An allen möglichen Varianten hat Mazet mit Bø gearbeitet, langsam, schnell, weniger impulsiv. Bei Mazets Schießtraining gibt es nur eine gewisse Anzahl an Versuchen pro Einheit, kommt der Athlet nicht auf seine Treffer, gilt dasselbe wie beim Wettkampf: Die nächste Chance gibt es erst morgen. So hat sich die Treffsicherheit von Bø im ersten Jahr unter Mazet von 85 auf 88 Prozent erhöht, heuer hält er diesen Wert beinahe, obwohl er viel schneller ans Werk geht. „Das ist sein Verdienst“, meint der Schützling in Richtung seines neuen Trainers.
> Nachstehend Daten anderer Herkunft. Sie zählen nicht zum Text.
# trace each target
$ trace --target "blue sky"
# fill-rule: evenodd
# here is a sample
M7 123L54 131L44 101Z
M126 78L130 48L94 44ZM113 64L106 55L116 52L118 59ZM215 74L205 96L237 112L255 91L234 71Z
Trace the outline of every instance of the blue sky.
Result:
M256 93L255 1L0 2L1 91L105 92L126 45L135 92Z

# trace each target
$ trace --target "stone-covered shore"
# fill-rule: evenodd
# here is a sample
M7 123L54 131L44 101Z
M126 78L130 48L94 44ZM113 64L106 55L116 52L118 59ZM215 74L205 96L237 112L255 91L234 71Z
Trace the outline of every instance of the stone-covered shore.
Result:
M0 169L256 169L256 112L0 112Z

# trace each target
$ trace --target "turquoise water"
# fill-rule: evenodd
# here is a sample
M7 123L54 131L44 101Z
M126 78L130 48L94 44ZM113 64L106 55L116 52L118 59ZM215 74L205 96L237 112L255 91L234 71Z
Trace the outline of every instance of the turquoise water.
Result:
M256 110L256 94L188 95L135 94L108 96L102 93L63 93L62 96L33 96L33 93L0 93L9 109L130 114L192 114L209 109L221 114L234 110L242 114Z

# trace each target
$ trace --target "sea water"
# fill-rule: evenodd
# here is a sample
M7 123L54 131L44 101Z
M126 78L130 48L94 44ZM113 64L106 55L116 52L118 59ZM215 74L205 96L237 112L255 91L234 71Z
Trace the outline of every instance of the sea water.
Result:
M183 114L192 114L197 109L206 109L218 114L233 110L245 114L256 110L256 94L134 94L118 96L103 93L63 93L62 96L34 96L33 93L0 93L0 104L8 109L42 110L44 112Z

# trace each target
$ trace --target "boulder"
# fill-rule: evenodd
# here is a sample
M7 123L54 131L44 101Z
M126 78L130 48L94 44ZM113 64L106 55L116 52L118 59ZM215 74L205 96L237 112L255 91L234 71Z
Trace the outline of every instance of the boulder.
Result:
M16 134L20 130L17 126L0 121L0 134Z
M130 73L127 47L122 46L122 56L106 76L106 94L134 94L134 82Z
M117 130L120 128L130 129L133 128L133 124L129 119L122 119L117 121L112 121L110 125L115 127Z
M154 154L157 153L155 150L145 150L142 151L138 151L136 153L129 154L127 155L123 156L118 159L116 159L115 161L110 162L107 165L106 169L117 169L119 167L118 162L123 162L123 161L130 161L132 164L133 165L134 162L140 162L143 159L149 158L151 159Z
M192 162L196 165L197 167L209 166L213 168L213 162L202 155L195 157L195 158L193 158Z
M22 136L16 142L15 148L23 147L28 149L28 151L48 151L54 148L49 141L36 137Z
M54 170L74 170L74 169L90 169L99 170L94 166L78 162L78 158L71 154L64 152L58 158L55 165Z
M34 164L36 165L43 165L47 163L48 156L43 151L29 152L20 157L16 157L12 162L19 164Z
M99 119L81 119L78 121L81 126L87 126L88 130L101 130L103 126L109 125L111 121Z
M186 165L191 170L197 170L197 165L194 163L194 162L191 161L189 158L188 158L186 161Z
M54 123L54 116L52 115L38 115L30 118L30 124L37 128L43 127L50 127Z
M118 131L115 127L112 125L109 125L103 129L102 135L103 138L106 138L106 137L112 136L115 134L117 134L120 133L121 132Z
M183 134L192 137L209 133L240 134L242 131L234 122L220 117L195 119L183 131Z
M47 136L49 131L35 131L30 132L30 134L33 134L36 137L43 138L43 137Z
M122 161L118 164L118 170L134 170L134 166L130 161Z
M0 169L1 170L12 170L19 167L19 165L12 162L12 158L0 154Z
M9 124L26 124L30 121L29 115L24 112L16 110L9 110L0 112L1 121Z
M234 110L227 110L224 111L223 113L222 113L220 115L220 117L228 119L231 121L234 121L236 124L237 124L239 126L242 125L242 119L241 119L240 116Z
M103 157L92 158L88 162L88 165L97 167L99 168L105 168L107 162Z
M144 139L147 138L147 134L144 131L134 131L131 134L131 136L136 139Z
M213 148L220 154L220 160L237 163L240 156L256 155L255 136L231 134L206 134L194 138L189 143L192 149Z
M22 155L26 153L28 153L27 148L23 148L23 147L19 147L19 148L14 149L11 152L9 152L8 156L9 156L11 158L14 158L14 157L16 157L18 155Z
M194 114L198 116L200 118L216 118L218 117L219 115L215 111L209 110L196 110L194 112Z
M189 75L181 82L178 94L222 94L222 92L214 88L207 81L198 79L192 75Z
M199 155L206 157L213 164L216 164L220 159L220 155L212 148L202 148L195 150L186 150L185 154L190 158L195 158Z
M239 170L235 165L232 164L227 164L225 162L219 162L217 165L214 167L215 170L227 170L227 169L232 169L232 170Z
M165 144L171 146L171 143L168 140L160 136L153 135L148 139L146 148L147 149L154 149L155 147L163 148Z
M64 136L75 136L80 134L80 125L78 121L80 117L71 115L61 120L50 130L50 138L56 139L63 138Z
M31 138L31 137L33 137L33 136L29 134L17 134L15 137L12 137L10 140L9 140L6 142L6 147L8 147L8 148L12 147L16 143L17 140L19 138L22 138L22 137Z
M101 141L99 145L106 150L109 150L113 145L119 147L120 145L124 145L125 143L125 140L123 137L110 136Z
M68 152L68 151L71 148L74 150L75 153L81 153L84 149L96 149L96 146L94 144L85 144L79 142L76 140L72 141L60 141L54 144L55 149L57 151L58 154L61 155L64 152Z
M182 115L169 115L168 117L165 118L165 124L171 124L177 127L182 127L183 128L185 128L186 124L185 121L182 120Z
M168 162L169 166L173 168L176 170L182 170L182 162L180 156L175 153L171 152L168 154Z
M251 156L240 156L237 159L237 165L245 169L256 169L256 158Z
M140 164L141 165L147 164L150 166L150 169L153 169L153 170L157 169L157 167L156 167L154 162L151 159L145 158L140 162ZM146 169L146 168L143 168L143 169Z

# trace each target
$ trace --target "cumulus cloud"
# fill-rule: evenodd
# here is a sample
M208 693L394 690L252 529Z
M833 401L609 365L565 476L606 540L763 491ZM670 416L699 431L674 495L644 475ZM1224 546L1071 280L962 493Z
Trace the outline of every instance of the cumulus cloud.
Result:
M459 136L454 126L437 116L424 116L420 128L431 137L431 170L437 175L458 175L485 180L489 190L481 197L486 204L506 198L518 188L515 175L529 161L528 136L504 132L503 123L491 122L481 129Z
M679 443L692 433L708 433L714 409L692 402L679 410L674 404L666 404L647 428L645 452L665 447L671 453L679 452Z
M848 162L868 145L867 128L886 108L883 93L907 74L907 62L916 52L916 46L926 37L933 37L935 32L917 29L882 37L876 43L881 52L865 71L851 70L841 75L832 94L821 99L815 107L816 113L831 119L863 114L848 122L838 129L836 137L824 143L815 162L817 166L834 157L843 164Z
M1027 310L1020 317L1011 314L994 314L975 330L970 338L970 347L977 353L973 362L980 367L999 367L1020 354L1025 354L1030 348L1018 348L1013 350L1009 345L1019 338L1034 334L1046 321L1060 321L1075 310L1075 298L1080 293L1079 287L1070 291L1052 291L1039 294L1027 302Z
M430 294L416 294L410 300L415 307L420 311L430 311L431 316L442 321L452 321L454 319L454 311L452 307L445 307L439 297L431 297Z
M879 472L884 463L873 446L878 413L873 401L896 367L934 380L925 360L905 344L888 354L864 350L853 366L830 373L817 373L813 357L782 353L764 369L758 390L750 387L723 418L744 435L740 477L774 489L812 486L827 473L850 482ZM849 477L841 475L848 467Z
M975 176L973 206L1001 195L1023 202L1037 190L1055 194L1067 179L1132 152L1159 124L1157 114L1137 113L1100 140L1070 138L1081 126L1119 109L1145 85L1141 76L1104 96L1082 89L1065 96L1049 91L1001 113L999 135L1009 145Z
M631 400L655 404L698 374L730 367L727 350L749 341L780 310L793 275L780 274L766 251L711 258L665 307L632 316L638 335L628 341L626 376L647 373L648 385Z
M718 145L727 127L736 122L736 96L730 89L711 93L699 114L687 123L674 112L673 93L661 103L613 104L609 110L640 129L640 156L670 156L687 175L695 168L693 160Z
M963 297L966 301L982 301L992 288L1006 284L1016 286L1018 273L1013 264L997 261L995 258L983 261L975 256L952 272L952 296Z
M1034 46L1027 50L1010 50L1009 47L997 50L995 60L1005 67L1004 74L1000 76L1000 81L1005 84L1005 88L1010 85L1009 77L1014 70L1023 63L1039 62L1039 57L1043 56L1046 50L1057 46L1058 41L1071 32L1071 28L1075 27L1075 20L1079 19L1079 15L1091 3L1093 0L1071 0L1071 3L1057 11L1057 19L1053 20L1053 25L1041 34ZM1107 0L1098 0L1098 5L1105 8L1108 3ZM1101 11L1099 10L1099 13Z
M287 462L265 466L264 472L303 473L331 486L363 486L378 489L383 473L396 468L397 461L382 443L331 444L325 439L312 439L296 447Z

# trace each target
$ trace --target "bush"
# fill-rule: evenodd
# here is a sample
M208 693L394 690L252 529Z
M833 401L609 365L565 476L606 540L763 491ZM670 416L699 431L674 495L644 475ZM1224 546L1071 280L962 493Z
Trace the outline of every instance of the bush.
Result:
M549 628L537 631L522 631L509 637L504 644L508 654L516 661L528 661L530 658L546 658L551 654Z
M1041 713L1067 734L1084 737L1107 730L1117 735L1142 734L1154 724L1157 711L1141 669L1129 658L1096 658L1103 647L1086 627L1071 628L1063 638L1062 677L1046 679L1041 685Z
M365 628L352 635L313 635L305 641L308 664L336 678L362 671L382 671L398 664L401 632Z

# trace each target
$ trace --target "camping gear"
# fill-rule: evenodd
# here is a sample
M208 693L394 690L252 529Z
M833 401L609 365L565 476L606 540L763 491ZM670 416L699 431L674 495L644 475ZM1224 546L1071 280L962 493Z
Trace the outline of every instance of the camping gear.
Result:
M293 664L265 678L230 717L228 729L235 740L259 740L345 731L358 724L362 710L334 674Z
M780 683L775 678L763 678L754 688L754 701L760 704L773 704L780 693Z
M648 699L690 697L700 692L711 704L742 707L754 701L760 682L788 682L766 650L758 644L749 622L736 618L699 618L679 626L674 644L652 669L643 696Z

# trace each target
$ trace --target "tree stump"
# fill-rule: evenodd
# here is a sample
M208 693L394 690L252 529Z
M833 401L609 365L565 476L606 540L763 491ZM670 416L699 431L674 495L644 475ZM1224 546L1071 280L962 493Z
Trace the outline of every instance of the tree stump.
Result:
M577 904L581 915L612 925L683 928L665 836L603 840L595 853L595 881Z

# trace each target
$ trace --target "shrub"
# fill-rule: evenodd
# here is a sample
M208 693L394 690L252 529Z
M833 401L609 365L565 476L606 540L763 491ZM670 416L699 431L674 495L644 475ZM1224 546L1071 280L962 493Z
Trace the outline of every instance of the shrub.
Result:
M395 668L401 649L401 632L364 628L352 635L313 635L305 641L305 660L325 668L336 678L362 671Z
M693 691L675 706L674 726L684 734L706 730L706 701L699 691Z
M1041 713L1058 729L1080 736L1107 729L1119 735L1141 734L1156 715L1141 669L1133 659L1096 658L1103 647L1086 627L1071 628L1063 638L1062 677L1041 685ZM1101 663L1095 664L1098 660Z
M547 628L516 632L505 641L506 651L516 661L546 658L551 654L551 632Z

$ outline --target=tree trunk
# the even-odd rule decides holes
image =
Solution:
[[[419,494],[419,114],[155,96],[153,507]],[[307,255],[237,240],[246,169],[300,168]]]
Als Zweiter im Gesamtweltcup wird Bø die Weihnachtspause verbringen, Fourcade hat noch 20 Punkte Vorsprung. Die nächsten Rennen steigen ab 5. Jänner in Oberhof, vor 50.000 deutschen Fans. Doch selbst die großen Nationen Deutschland und Russland sind derzeit nur Statisten im Duell zwischen Bø und Fourcade. „Johannes ist immer noch jung, mit so viel Potenzial wie Martin“, meinte Erfolgscoach Mazet.